In dealing with special services, he has four chapters on hatched (baptism), matched (marriage), and dispatched (funeral). He finishes this section with three chapters, each one dealing with prayer, music, and the liturgical year. In the latter, he advocates using the liturgical calendar, going through the year from Advent to Pentecost. His reasoning is, "the liturgical calendar helps the worshipper see the redemptive work of God through His Son Jesus Christ. The calendar shows that worship is more than an isolated act, separated from one's everyday life experiences. In worship the church participates in the movement from Christ's birth through His sufferings, to His resurrection and Kingship. In following these events as its pattern for worship, the church encompasses all the dimensions of God's plan for the salvation of His people" (187-88).

In his final word, Pastor Howard says, "In order to insure that the service remains meaningful and participatory, the pastor requires knowledge of his or her congregation. Here, pastoral care comes into the service of worship. This book was intended as a means to revive the notion of pastoral care as essential to the worship of God" (211-12).

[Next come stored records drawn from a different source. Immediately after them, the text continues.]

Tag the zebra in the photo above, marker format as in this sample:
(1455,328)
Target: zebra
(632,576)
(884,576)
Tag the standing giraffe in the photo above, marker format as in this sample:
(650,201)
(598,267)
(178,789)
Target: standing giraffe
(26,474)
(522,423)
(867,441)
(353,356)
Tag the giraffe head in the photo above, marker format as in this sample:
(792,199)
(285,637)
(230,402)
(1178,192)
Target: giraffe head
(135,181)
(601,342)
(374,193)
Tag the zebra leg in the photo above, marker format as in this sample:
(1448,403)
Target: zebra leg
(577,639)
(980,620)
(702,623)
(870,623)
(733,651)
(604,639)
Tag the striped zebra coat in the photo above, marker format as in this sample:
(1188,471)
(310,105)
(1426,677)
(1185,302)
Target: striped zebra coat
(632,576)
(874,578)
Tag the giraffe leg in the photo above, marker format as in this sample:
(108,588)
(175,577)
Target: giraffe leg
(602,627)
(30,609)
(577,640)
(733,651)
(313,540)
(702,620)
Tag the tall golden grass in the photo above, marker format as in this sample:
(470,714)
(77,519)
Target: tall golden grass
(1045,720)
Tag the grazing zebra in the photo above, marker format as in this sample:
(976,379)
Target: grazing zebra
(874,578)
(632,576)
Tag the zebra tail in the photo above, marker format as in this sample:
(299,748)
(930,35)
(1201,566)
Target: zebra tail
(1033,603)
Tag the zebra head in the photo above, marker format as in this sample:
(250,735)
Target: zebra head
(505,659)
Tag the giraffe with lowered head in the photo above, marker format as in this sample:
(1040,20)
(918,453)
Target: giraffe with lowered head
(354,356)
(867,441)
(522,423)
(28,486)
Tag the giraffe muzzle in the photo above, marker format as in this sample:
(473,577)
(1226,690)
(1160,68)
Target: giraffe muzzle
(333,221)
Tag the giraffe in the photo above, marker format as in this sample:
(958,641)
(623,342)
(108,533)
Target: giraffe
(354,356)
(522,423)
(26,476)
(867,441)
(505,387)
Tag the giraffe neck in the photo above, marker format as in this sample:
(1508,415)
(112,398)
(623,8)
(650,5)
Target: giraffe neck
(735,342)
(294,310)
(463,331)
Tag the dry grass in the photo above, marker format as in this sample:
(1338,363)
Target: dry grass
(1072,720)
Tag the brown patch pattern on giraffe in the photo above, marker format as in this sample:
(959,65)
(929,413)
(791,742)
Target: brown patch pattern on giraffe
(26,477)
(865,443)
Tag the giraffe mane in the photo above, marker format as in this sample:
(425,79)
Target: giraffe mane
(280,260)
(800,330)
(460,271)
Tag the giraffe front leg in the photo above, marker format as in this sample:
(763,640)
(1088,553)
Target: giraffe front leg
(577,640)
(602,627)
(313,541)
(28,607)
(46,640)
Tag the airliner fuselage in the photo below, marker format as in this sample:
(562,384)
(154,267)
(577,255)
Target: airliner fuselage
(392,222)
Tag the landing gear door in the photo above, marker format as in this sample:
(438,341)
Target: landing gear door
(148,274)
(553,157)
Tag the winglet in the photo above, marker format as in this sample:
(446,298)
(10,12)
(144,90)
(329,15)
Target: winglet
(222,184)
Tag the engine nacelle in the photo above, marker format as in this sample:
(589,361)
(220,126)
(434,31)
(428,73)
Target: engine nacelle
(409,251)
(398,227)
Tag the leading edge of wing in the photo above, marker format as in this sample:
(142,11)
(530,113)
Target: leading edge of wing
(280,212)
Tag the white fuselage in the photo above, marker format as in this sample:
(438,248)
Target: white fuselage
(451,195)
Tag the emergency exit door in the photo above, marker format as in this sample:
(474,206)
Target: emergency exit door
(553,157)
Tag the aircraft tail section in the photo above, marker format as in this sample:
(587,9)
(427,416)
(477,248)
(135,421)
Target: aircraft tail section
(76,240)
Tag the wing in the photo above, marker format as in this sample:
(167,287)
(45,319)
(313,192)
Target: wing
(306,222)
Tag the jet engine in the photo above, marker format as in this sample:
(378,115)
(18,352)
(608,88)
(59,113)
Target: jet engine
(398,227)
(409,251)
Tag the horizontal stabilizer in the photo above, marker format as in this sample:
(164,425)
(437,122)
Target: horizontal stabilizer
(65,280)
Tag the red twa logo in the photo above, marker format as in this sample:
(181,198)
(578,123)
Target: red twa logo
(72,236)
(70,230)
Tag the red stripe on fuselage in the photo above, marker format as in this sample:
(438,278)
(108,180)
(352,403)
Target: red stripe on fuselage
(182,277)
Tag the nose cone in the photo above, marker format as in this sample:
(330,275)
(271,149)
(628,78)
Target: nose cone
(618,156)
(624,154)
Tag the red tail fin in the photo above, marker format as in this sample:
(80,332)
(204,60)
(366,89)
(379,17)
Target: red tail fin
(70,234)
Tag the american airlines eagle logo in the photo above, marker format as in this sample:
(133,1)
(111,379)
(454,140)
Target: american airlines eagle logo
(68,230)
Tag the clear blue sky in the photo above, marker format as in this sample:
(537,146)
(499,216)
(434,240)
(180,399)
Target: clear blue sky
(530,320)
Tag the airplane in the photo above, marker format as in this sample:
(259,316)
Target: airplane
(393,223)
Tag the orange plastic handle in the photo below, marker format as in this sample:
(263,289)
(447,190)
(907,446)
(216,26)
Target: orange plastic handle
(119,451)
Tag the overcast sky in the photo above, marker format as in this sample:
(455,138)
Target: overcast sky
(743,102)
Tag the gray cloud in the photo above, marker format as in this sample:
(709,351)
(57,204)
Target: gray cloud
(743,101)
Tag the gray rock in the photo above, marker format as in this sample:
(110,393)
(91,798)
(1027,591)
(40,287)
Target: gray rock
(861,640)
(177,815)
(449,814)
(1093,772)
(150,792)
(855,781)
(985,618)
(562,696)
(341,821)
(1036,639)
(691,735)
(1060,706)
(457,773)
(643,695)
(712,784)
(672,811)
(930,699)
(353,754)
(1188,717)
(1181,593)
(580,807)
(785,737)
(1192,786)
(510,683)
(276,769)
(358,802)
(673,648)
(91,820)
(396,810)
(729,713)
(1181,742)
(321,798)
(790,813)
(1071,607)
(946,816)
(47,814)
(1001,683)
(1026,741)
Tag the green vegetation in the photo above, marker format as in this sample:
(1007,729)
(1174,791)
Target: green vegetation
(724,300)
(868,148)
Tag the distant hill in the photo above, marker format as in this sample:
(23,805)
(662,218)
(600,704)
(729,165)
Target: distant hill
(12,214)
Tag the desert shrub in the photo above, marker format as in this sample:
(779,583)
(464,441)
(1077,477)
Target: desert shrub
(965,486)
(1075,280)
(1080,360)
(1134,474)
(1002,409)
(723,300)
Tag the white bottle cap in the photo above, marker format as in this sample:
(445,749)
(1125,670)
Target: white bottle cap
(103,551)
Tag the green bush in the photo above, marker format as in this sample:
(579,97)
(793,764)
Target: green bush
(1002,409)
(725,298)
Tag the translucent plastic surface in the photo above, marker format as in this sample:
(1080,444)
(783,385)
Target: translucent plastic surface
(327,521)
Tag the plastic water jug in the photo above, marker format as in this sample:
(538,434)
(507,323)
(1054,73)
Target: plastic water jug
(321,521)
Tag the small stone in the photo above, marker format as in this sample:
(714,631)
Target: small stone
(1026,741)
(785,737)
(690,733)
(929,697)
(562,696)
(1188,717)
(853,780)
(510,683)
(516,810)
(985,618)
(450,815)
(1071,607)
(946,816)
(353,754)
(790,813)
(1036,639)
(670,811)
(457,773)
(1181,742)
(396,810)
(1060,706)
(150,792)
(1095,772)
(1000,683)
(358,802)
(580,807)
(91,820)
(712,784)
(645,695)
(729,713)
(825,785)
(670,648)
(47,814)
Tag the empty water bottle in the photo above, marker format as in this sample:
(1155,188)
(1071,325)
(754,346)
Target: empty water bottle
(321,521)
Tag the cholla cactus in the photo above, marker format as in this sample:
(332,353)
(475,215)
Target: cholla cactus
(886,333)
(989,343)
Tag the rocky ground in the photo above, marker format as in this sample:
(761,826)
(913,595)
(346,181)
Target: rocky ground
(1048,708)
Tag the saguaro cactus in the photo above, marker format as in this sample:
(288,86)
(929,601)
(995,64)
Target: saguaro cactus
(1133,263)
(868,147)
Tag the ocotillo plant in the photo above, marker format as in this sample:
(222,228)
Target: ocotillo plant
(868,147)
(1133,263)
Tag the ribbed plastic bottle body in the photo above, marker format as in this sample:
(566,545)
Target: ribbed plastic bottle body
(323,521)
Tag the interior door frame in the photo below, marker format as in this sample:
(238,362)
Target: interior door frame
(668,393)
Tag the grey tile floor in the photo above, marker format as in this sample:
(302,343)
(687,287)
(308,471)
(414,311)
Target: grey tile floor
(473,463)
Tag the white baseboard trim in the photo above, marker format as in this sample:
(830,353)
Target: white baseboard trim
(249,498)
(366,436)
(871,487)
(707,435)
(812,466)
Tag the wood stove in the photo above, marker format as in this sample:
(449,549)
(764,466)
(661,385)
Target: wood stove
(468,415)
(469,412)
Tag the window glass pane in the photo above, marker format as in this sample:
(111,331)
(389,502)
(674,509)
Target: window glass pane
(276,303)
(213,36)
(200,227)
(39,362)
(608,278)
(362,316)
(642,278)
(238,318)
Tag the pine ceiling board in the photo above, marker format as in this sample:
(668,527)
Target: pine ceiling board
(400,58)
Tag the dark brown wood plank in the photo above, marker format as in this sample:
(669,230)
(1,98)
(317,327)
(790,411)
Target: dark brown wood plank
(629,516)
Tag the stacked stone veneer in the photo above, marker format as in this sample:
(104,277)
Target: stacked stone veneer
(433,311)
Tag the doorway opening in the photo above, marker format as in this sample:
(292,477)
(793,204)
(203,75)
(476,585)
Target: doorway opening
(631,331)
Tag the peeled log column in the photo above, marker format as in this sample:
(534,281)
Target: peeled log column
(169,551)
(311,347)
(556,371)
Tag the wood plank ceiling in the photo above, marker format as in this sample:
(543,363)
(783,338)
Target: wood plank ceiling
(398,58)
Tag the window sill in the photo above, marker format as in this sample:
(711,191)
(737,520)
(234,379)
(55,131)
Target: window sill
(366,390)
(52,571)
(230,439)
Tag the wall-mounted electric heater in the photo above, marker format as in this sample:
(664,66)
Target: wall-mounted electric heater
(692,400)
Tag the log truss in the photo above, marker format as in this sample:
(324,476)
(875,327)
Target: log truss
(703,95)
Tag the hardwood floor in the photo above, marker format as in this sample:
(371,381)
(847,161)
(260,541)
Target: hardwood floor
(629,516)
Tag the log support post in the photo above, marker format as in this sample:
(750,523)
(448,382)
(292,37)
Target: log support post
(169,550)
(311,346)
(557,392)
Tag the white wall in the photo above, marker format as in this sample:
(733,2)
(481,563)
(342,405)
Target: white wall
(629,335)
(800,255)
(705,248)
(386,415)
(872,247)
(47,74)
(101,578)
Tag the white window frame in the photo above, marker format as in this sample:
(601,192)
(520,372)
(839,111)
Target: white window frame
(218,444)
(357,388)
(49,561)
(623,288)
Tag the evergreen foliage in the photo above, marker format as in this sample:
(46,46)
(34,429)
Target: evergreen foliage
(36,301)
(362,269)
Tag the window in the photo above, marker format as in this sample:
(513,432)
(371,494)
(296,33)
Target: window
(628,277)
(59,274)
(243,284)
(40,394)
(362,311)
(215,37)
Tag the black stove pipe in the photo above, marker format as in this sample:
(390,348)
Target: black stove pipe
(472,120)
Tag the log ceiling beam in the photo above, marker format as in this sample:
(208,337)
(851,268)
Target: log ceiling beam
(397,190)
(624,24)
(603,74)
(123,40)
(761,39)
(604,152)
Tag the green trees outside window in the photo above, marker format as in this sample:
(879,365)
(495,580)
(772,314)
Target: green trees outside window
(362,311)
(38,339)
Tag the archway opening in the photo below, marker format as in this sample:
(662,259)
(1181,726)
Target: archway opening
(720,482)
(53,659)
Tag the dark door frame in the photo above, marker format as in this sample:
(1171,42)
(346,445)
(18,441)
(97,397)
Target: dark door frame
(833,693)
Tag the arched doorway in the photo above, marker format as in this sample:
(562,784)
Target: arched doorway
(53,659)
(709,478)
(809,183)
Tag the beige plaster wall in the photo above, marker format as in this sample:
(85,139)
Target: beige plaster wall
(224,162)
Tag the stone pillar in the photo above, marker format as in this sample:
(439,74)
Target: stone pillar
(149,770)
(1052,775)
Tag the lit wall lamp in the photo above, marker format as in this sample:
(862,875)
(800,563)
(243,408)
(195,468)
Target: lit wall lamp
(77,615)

In assessing this book, we must say that the author has a point. It is important that a pastor know the members of his congregation. And this knowledge will influence the way that he conducts worship. However, although the book does have moments when it deals with Scripture and also church history, for the most part it is pious advice. This advice you will at times agree with and at other times disagree with. For the most part you will be better advised to spend your time on something more edifying.